Marj and Homer Hiner founded Hiner Transport Inc. in Huntington in 1967. The company was sold to an Indianapolis businessman in 1999, but remains rooted in the community, like the Hiners themselves. They have long been active in many civic organizations and community development projects.

Homer Hiner has served in leadership roles in a number of professional associations, including the American Trucking Association and Truck Load Carriers Board. Marj Hiner has served as president of the United Way, chair of the United Way Campaign, president of the Huntington Chamber of Commerce, president of Huntington County Leadership, and chair of the annual Heritage Days festival. She is currently president of the Dan Quayle Center and Museum board of directors, president of the Huntington Memorial Medical Foundation, vice-chair of Parkview Health Systems, and a member of the boards of Indiana Motor Truck Association, Ball State University Foundation, and the Heritage Fund of Huntington County.
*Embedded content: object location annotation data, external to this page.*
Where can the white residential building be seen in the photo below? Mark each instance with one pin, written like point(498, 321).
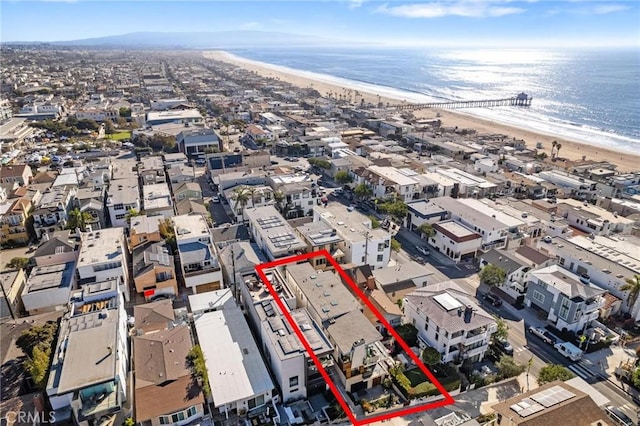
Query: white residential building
point(593, 219)
point(88, 375)
point(123, 196)
point(157, 200)
point(607, 261)
point(200, 267)
point(362, 244)
point(456, 241)
point(570, 302)
point(449, 320)
point(48, 288)
point(275, 237)
point(102, 257)
point(238, 377)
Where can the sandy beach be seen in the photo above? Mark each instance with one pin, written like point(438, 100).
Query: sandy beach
point(571, 150)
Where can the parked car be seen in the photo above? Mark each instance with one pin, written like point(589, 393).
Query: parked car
point(493, 299)
point(504, 347)
point(423, 250)
point(618, 416)
point(543, 334)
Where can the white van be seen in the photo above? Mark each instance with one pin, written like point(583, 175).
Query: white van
point(569, 350)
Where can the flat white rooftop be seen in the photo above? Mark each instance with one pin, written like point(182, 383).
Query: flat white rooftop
point(102, 246)
point(234, 364)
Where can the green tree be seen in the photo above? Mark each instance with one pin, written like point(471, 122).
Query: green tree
point(502, 331)
point(507, 367)
point(36, 344)
point(38, 365)
point(427, 229)
point(320, 163)
point(362, 191)
point(198, 366)
point(635, 378)
point(18, 263)
point(632, 285)
point(397, 209)
point(431, 356)
point(78, 219)
point(375, 223)
point(552, 372)
point(492, 275)
point(124, 112)
point(342, 177)
point(109, 128)
point(131, 213)
point(241, 196)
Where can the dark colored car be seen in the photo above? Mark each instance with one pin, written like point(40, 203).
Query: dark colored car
point(493, 299)
point(504, 346)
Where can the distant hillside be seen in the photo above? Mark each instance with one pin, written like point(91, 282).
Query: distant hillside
point(202, 40)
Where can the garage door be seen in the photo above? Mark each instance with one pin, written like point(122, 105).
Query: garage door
point(202, 288)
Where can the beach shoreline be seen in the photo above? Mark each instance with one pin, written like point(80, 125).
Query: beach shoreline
point(571, 149)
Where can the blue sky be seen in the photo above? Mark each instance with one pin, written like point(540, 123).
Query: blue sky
point(530, 23)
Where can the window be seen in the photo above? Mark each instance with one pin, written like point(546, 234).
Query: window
point(256, 402)
point(564, 309)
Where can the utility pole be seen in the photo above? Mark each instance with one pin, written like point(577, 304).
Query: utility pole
point(6, 299)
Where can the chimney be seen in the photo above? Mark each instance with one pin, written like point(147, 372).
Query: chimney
point(468, 313)
point(371, 283)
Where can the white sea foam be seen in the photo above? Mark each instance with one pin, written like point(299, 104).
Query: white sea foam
point(528, 119)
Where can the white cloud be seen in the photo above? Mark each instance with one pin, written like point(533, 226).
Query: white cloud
point(250, 25)
point(608, 8)
point(465, 8)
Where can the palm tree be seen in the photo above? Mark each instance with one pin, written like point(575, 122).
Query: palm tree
point(632, 285)
point(241, 195)
point(78, 219)
point(278, 197)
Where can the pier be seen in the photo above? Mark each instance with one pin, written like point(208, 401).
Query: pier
point(521, 100)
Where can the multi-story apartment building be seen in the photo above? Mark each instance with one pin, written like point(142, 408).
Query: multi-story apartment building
point(572, 186)
point(52, 212)
point(275, 237)
point(448, 319)
point(154, 270)
point(321, 236)
point(592, 219)
point(570, 302)
point(362, 244)
point(200, 267)
point(103, 257)
point(607, 261)
point(88, 375)
point(13, 223)
point(123, 196)
point(157, 200)
point(455, 241)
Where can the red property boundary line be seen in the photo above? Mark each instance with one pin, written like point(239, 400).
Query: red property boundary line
point(407, 411)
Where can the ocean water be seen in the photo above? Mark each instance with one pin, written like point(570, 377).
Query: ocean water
point(591, 96)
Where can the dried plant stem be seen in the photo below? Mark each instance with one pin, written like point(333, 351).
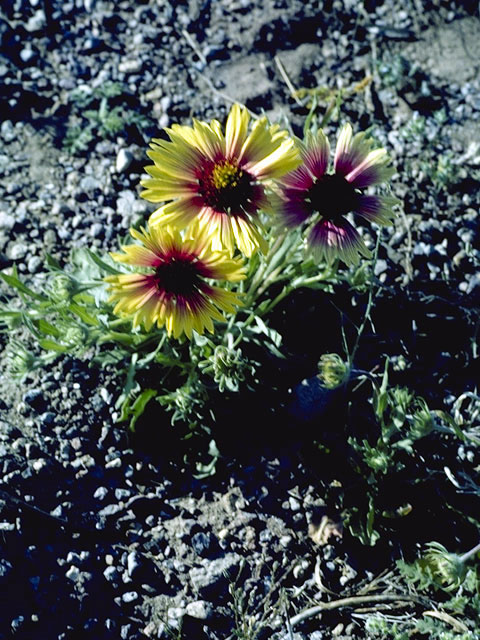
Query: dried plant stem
point(354, 601)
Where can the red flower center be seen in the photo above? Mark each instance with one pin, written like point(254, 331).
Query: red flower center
point(225, 187)
point(332, 196)
point(178, 275)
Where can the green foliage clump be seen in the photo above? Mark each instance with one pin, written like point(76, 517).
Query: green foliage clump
point(93, 116)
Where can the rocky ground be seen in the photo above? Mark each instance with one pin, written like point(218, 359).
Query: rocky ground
point(99, 540)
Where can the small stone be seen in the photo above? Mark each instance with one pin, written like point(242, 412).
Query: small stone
point(285, 540)
point(110, 510)
point(89, 184)
point(134, 562)
point(6, 221)
point(18, 251)
point(130, 66)
point(7, 131)
point(116, 463)
point(123, 161)
point(130, 596)
point(202, 543)
point(39, 464)
point(380, 267)
point(100, 493)
point(37, 22)
point(17, 624)
point(111, 575)
point(199, 609)
point(27, 55)
point(122, 494)
point(34, 263)
point(73, 573)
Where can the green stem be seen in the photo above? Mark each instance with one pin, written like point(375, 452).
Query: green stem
point(366, 317)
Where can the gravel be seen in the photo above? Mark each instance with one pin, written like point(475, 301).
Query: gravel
point(100, 540)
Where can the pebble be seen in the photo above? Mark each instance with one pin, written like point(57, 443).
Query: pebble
point(37, 22)
point(7, 131)
point(129, 597)
point(111, 574)
point(130, 66)
point(100, 493)
point(34, 264)
point(73, 573)
point(123, 161)
point(200, 609)
point(39, 464)
point(27, 55)
point(7, 221)
point(18, 251)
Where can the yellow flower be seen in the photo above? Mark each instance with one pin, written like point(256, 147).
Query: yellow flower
point(218, 179)
point(172, 287)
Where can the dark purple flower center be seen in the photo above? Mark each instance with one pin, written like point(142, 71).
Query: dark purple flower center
point(226, 188)
point(178, 276)
point(332, 196)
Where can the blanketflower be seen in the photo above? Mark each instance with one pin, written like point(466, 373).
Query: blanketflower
point(219, 179)
point(320, 200)
point(171, 287)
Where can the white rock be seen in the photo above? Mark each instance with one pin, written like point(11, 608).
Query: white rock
point(130, 66)
point(123, 161)
point(73, 573)
point(6, 220)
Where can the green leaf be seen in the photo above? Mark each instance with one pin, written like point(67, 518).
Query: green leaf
point(101, 263)
point(138, 407)
point(82, 313)
point(47, 328)
point(50, 345)
point(13, 281)
point(52, 263)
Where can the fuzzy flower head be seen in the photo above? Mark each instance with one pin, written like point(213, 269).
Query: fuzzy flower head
point(173, 285)
point(218, 179)
point(314, 197)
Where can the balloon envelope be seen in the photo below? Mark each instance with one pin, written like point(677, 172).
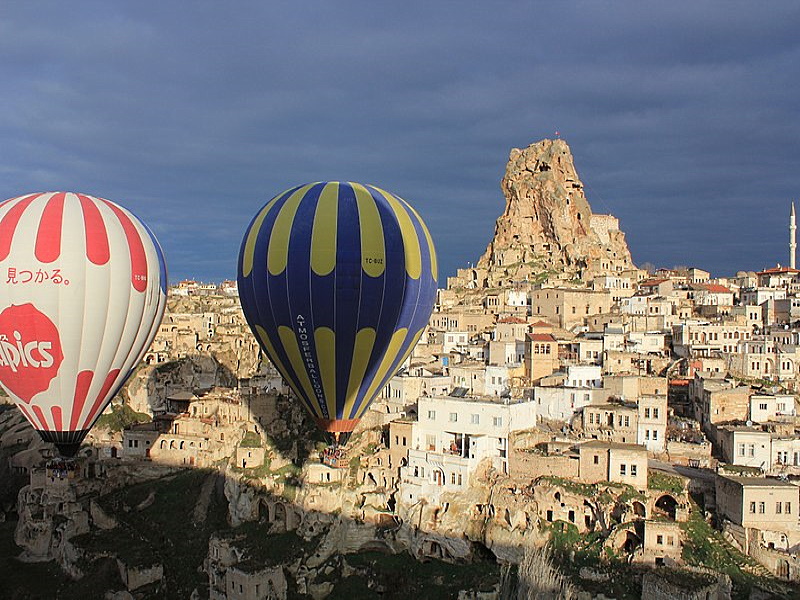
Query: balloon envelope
point(337, 281)
point(84, 292)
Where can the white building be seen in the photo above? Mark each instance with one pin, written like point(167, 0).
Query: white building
point(559, 403)
point(453, 435)
point(584, 376)
point(764, 408)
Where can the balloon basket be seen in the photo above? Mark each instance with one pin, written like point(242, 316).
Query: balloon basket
point(62, 468)
point(67, 442)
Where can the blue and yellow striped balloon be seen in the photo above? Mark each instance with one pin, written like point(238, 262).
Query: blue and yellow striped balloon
point(337, 281)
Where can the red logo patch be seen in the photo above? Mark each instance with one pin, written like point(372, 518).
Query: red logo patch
point(30, 351)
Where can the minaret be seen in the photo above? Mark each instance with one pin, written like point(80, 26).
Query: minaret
point(792, 238)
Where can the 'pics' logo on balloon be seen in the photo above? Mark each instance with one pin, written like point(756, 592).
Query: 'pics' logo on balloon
point(30, 351)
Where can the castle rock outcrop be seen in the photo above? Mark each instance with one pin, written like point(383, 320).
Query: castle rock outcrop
point(548, 224)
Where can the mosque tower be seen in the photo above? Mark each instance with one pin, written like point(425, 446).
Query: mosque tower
point(792, 239)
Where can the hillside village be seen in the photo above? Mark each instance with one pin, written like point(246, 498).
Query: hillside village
point(559, 394)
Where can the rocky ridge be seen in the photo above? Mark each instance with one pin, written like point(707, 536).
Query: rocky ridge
point(548, 225)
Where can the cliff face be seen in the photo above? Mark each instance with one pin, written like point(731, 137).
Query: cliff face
point(548, 223)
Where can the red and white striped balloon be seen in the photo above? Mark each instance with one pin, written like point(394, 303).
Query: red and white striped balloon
point(82, 293)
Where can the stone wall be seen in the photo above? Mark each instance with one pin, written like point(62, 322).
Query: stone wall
point(530, 465)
Of her many community involvements, Mrs. Hiner is perhaps proudest of helping to launch the "R.M. Hafner Award for Business Citizen of the Year" during her tenure as president of the Chamber of Commerce. "Doc Hafner was sort of my mentor in the business world," she said. "He was so special to a lot of us."

Huntington College won that award in 1996, on the eve of its centennial year. "We recognized years ago that the College is an important part of Huntington's well being," said Mrs. Hiner. "We always have felt that our College has an economic impact that Huntington should not overlook."

Homer and Marj Hiner discuss plans for the new building with President Blair Dowden.